The reason for that check is not one of security, but of definition. The verification algorithm entails computing the point $u_1 G + u_2 Q_A$, and use its $x$ coordinate to compare it with the value $r$ (modulo $q$). The "point-at-infinity" (the neutral element on the curve) does not have any coordinate $x$ or $y$, since that point is not part of the plane. Thus, what should happen when a point-at-infinity is obtained is unclear; the rule you cite solves the issue by mandating a signature rejection.
If you remove that rule, then what happens depends a lot on the implementation: rule or not rule, the point-at-infinity still has no coordinates $x$ and $y$. A correct implementation should still refuse to output any value in such a case, and report an error. An incorrect implementation may do... about anything. Including accepting the signature as "valid".
In practice, signature verification is done as:
- $w = s^{-1} \mod q$
- $u_1 = h(m) w \mod q$
- $u_2 = rw \mod q$
- compute the point $u_1 G + u_2 Q_A$
The values $u_1$ and $u_2$ can be recomputed by anybody. Thus, in order to produce a signature $(r,s)$ such that the point-at-infinity is obtained, one of the two following must hold:
- $u_1 = u_2 = 0$
- $u_2 \neq 0$ and $u_1 = -x_A u_2$ (with $x_A$ being the private key)
The second case thus requires knowledge of the private key $x_A$, which is, by definition, unknown to the attacker. And, for the first case, it requires $h(m) = 0 \bmod q$, and simply finding a message $m$ that fits that property is a preimage attack on the hash function, with average cost $O(q)$, thus nominally unfeasible with existing technology.
What might happen with a real-world careless implementation is the following:
The computations on curve points are done with projective coordinates.
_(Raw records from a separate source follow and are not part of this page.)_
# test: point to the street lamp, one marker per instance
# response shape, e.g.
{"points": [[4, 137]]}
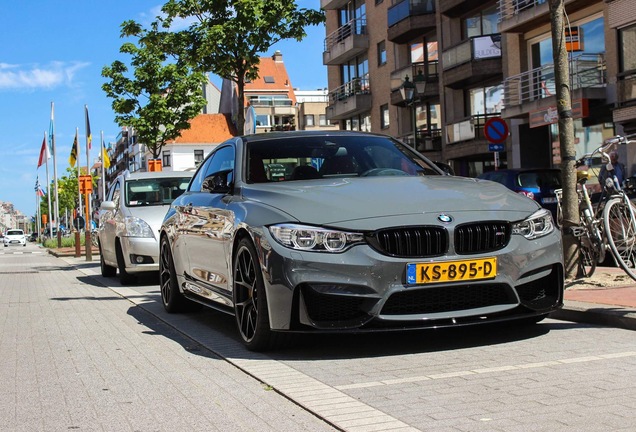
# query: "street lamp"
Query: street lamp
{"points": [[408, 91]]}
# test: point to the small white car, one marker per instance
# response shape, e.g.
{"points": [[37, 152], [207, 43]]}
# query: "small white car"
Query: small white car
{"points": [[130, 219], [14, 237]]}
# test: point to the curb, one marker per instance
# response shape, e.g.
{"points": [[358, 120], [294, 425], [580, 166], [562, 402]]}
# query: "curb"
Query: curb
{"points": [[593, 313]]}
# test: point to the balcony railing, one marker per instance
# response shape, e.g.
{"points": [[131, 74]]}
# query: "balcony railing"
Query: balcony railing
{"points": [[626, 88], [510, 8], [475, 48], [354, 87], [468, 129], [586, 71], [407, 8], [356, 26]]}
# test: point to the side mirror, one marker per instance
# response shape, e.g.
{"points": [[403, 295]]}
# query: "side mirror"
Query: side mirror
{"points": [[220, 182], [107, 205]]}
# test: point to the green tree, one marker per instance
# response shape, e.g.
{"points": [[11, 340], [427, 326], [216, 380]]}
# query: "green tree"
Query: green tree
{"points": [[225, 37], [160, 95]]}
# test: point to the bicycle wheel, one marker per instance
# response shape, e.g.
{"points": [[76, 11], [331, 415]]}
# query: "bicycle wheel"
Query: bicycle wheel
{"points": [[588, 256], [620, 229]]}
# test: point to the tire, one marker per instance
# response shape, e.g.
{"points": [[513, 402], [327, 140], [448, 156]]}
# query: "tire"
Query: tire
{"points": [[171, 297], [124, 277], [107, 271], [620, 230], [250, 302]]}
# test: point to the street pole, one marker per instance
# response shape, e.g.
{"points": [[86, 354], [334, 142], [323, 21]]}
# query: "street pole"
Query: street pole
{"points": [[566, 138]]}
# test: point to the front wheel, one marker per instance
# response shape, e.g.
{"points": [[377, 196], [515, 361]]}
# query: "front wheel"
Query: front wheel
{"points": [[250, 303], [620, 228]]}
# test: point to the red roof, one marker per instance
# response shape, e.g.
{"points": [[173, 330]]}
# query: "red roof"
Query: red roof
{"points": [[207, 129]]}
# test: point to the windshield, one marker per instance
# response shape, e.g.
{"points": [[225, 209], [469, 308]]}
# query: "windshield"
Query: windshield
{"points": [[154, 191], [314, 157]]}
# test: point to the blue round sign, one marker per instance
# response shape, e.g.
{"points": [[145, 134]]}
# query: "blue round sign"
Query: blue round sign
{"points": [[496, 130]]}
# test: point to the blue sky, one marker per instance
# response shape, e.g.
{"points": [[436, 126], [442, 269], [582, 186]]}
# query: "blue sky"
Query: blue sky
{"points": [[54, 51]]}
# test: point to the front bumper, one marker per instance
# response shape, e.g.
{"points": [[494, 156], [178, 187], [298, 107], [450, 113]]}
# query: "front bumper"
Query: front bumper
{"points": [[361, 290], [143, 249]]}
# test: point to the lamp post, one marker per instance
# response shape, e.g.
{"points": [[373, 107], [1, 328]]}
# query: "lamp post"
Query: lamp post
{"points": [[408, 91]]}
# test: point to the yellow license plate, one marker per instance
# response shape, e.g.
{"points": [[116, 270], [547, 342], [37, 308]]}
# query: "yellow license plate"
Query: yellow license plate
{"points": [[451, 271]]}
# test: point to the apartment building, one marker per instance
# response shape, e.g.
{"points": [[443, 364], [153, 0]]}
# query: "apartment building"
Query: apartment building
{"points": [[477, 60]]}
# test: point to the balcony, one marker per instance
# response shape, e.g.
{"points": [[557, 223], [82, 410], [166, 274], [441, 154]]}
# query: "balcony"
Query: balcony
{"points": [[457, 8], [473, 61], [345, 43], [273, 106], [410, 18], [626, 98], [536, 89], [431, 76], [332, 4], [519, 16], [471, 128], [349, 99]]}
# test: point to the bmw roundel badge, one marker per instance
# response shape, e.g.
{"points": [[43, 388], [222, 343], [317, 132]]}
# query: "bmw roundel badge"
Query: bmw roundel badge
{"points": [[444, 218]]}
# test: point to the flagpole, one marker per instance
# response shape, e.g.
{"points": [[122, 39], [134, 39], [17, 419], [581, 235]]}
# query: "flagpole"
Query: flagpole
{"points": [[48, 191], [89, 218], [57, 200], [103, 168]]}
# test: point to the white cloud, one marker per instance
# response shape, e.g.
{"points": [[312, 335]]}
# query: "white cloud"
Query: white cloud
{"points": [[33, 76]]}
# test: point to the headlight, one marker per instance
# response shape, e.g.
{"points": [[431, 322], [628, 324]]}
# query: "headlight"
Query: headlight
{"points": [[136, 227], [302, 237], [538, 225]]}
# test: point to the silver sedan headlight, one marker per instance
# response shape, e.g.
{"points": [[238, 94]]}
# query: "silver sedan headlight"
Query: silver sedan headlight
{"points": [[308, 238], [136, 227], [538, 225]]}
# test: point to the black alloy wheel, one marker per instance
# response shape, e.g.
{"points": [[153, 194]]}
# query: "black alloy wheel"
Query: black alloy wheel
{"points": [[250, 304], [172, 299]]}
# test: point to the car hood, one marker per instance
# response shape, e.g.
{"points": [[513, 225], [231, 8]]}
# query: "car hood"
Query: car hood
{"points": [[368, 203], [153, 215]]}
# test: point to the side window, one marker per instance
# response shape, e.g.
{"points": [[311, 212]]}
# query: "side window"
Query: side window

Each point $(x,y)$ is represented by a triplet $(X:Y:Z)$ such that $x = X/Z$ and $y= Y/Z$. This is a classic representation that allows the use of efficient formulas. The point-at-infinity is then represented by $Z = 0$.
The inversion of $s$ during verification ($w = s^{-1}$) is done with modular exponentiation ($w = s^{q-2} \bmod q$). This is not the fastest possible inversion algorithm, but it is easier to implement than an extended GCD.
The implementer, having obtained the point in projective coordinates $(X:Y:Z)$, instead of computing $x = X/Z$ and then comparing it with $r$, finds it smart to check that $X = Zr$, which avoids an inversion.
Under these three conditions, the "signature" $(r,s) = (0,0)$ will be accepted as valid, systematically, for all public keys and all messages! Note that this entails an implementation that gets it wrong twice:
- the implementation gleefully computes $1/s$ for $s = 0$ (and obtains $0$);
- the verification on the final $x$ is done without checking that the point is not, indeed, the point-at-infinity.
It is an unfortunate fact that such implementations have existed (I won't give names).